Canadian legal scholar (born 1961)

Gillian Kereldena Hadfield (born July 14, 1961) is a Canadian economist, legal scholar and artificial intelligence researcher who is the Bloomberg Distinguished Professor of AI Alignment and Governance. She is also Professor of Law and of Strategic Management at Toronto, Canada CIFAR AI Chair at the Vector Institute, and an AI2050 Senior Fellow. From 2018 to 2023, Hadfield served as Senior Policy Adviser to the artificial intelligence company OpenAI.

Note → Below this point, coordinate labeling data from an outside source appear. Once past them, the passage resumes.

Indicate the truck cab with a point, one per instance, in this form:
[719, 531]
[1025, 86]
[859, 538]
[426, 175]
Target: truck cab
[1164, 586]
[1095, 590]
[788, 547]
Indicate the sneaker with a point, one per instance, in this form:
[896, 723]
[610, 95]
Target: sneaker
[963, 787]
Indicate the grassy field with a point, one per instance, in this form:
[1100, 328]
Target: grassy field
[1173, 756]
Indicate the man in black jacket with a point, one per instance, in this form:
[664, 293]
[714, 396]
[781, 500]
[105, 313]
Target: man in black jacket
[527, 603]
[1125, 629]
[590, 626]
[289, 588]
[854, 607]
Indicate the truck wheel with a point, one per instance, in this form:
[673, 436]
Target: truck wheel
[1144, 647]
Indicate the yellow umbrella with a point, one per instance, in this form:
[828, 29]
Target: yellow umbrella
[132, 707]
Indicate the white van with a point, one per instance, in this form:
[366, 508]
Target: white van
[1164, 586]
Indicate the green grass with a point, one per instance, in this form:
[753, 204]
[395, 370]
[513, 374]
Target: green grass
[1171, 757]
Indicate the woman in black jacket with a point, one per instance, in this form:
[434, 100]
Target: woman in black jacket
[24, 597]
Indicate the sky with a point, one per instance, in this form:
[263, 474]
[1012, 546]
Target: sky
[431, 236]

She was previously the director and eponymous chair of the Schwartz Reisman Institute for Technology and Society at the University of Toronto Faculty of Law and the Richard L. and Antoinette Schamoi Kirtland Professor of Law and Professor of Economics at the University of Southern California. At USC, Hadfield directed the Southern California Innovation Project and the USC Center in Law, Economics, and Organization. She is a former member of the board of directors for the American Law and Economics Association and the International Society for New Institutional Economics.

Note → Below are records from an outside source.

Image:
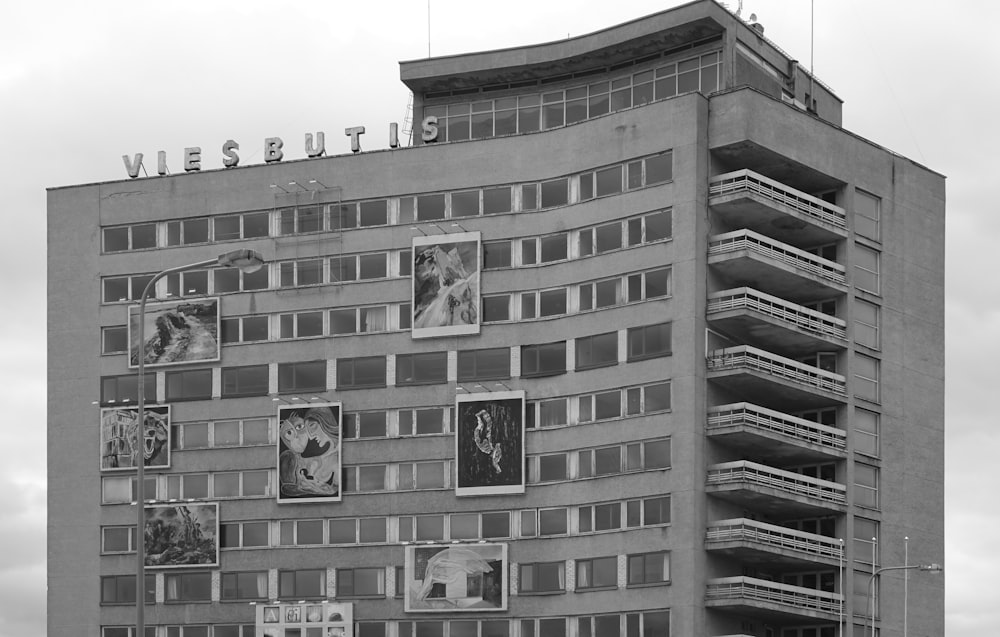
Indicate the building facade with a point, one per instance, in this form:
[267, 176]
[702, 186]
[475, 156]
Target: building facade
[633, 339]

==Education and early career==
Hadfield received her BA with honours in economics from Queen's University in 1983. She earned a JD with distinction from Stanford Law School in 1988 and a PhD in economics from Stanford University in 1990.

Following law school, Hadfield clerked for Judge Patricia M. Wald of the U.S. Court of Appeals for the District of Columbia Circuit.

==Academic career==
Hadfield joined the faculty of the UC Berkeley School of Law as an assistant law professor in 1990. From 1994 to 1999, Hadfield was an associate law professor at the University of Toronto Law School, and then a professor of law from 1999 to 2001. Hadfield also served as a professor with NYU School of Law's Global Law Faculty from 1999 to 2001.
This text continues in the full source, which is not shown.